Time outs don’t seem to be very effective for B.  I don’t know if we just aren’t doing it right or what, but right now I feel like I am failing my son by not knowing how to teach him right from wrong.  He needs to learn not to hit his friends, to not throw toys, to not be destructive.  I just don’t know how to teach him.  I had hope that it was just a problem at home, but it’s not.  He’s being a trouble maker at daycare, too, and they don’t know what to do either.   What’s your strategy in these situations?  How do you teach your kids not to push their friends down when they want a turn with the Cozy Coupe?  We’re supposed to go to dinner with friends on Friday night and leave both boys with their babysitter, and right now I am afraid that she won’t be able to handle him.

I’m a perfectionist.  I always have been and probably always will be.  But with parenting?  Perfection isn’t really an option, and I am really struggling with coming to grips with that.  All I can do is my best, but right now it feels like that isn’t enough.

2 Responses to “What’s your strategy?”


  • I think it’s kind of a stage where they just don’t get it yet.

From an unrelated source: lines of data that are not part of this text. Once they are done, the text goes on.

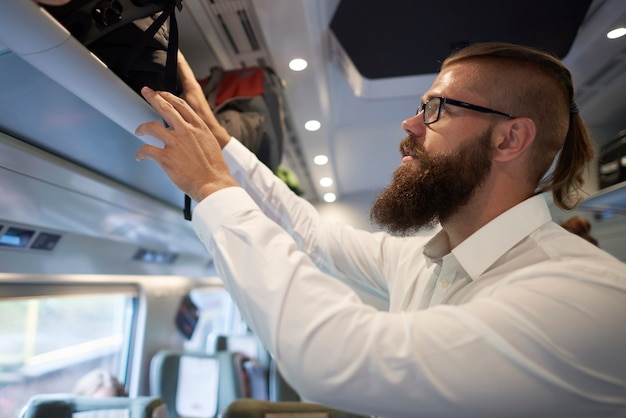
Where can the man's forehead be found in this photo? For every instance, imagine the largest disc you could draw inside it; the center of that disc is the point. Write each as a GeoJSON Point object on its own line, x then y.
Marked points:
{"type": "Point", "coordinates": [455, 79]}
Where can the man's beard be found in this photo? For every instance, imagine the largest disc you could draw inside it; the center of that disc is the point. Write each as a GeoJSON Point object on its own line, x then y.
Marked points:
{"type": "Point", "coordinates": [429, 191]}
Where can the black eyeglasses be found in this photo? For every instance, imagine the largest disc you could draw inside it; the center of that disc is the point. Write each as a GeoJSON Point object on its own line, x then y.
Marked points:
{"type": "Point", "coordinates": [433, 107]}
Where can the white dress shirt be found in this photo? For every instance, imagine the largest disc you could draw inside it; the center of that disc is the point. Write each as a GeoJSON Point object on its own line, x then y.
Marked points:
{"type": "Point", "coordinates": [520, 319]}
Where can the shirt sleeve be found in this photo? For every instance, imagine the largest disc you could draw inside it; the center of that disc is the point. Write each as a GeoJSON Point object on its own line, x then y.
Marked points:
{"type": "Point", "coordinates": [351, 255]}
{"type": "Point", "coordinates": [516, 350]}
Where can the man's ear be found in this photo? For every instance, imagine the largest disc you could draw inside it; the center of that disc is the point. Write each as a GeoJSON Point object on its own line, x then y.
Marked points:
{"type": "Point", "coordinates": [512, 138]}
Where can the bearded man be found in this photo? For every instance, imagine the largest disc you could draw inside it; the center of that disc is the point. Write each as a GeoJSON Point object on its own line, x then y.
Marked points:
{"type": "Point", "coordinates": [500, 312]}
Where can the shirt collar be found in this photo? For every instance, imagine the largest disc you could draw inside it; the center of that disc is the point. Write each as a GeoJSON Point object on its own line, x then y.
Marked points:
{"type": "Point", "coordinates": [481, 249]}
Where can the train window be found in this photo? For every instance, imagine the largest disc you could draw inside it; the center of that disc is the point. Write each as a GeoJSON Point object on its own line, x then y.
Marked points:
{"type": "Point", "coordinates": [50, 339]}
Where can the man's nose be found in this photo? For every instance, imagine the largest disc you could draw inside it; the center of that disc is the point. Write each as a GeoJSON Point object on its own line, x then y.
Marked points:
{"type": "Point", "coordinates": [414, 126]}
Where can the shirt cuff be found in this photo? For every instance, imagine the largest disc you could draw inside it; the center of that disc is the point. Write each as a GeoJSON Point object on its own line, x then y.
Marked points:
{"type": "Point", "coordinates": [218, 208]}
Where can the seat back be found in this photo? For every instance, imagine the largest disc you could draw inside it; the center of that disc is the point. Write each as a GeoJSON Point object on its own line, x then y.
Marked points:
{"type": "Point", "coordinates": [66, 405]}
{"type": "Point", "coordinates": [252, 408]}
{"type": "Point", "coordinates": [278, 388]}
{"type": "Point", "coordinates": [251, 361]}
{"type": "Point", "coordinates": [194, 384]}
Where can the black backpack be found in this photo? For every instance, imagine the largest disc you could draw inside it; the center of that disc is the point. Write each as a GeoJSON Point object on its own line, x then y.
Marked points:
{"type": "Point", "coordinates": [131, 37]}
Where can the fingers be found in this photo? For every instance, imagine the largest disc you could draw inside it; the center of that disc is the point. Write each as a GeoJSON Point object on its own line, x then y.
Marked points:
{"type": "Point", "coordinates": [175, 111]}
{"type": "Point", "coordinates": [148, 151]}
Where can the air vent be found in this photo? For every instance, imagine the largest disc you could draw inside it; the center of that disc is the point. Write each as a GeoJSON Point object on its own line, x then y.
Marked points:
{"type": "Point", "coordinates": [232, 28]}
{"type": "Point", "coordinates": [156, 257]}
{"type": "Point", "coordinates": [14, 237]}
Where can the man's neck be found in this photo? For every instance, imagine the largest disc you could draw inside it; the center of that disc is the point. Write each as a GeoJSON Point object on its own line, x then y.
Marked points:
{"type": "Point", "coordinates": [482, 209]}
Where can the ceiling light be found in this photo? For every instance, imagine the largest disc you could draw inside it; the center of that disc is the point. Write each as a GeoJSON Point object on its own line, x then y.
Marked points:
{"type": "Point", "coordinates": [326, 182]}
{"type": "Point", "coordinates": [298, 64]}
{"type": "Point", "coordinates": [320, 159]}
{"type": "Point", "coordinates": [312, 125]}
{"type": "Point", "coordinates": [330, 197]}
{"type": "Point", "coordinates": [616, 33]}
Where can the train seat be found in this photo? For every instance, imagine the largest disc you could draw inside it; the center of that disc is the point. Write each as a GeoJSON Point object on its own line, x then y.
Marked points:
{"type": "Point", "coordinates": [251, 361]}
{"type": "Point", "coordinates": [279, 389]}
{"type": "Point", "coordinates": [253, 408]}
{"type": "Point", "coordinates": [66, 405]}
{"type": "Point", "coordinates": [194, 384]}
{"type": "Point", "coordinates": [266, 382]}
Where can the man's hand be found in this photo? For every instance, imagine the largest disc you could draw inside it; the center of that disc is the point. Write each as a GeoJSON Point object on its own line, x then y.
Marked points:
{"type": "Point", "coordinates": [191, 156]}
{"type": "Point", "coordinates": [192, 93]}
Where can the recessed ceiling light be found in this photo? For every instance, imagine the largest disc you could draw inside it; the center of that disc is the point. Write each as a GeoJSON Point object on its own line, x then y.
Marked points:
{"type": "Point", "coordinates": [326, 182]}
{"type": "Point", "coordinates": [616, 33]}
{"type": "Point", "coordinates": [320, 159]}
{"type": "Point", "coordinates": [298, 64]}
{"type": "Point", "coordinates": [312, 125]}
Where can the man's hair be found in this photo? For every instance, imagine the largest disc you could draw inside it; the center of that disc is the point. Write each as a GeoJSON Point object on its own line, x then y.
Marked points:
{"type": "Point", "coordinates": [531, 83]}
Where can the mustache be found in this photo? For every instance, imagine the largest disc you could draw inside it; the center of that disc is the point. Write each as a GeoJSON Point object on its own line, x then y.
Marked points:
{"type": "Point", "coordinates": [409, 144]}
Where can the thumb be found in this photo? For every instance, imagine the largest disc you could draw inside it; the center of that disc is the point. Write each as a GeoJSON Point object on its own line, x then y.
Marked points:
{"type": "Point", "coordinates": [148, 151]}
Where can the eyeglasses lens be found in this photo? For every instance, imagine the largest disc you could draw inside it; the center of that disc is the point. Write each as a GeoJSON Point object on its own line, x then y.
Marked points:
{"type": "Point", "coordinates": [431, 110]}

What seems to work best for Tillie is a stern voice and me signing no. She usually cries but then at least I know she knows I was upset. (At least that’s what I hope.) It doesn’t always work. 5 minutes later she was coloring the bookshelf again.

  • Time out never worked with us either. We started taking favorite toys away, usually monster trucks, and putting them on the kitchen table where he could see but not reach them. He had to be good for a certain period of time (the rest of the day or next day depending on when it happened) to get it back. He was probably 2 1/2 when we started this, and I was surprised that it really worked. Time out didn’t work, nor redirection, talking, even tried a pop on the butt. This has been the only thing to work for him! There were times when he’d lose 5 trucks because he kept throwing stuff or screaming. Then he could only get 1 truck back a day. He got the point quickly!

    Hang in there, I know what you mean about perfectionism and parenting.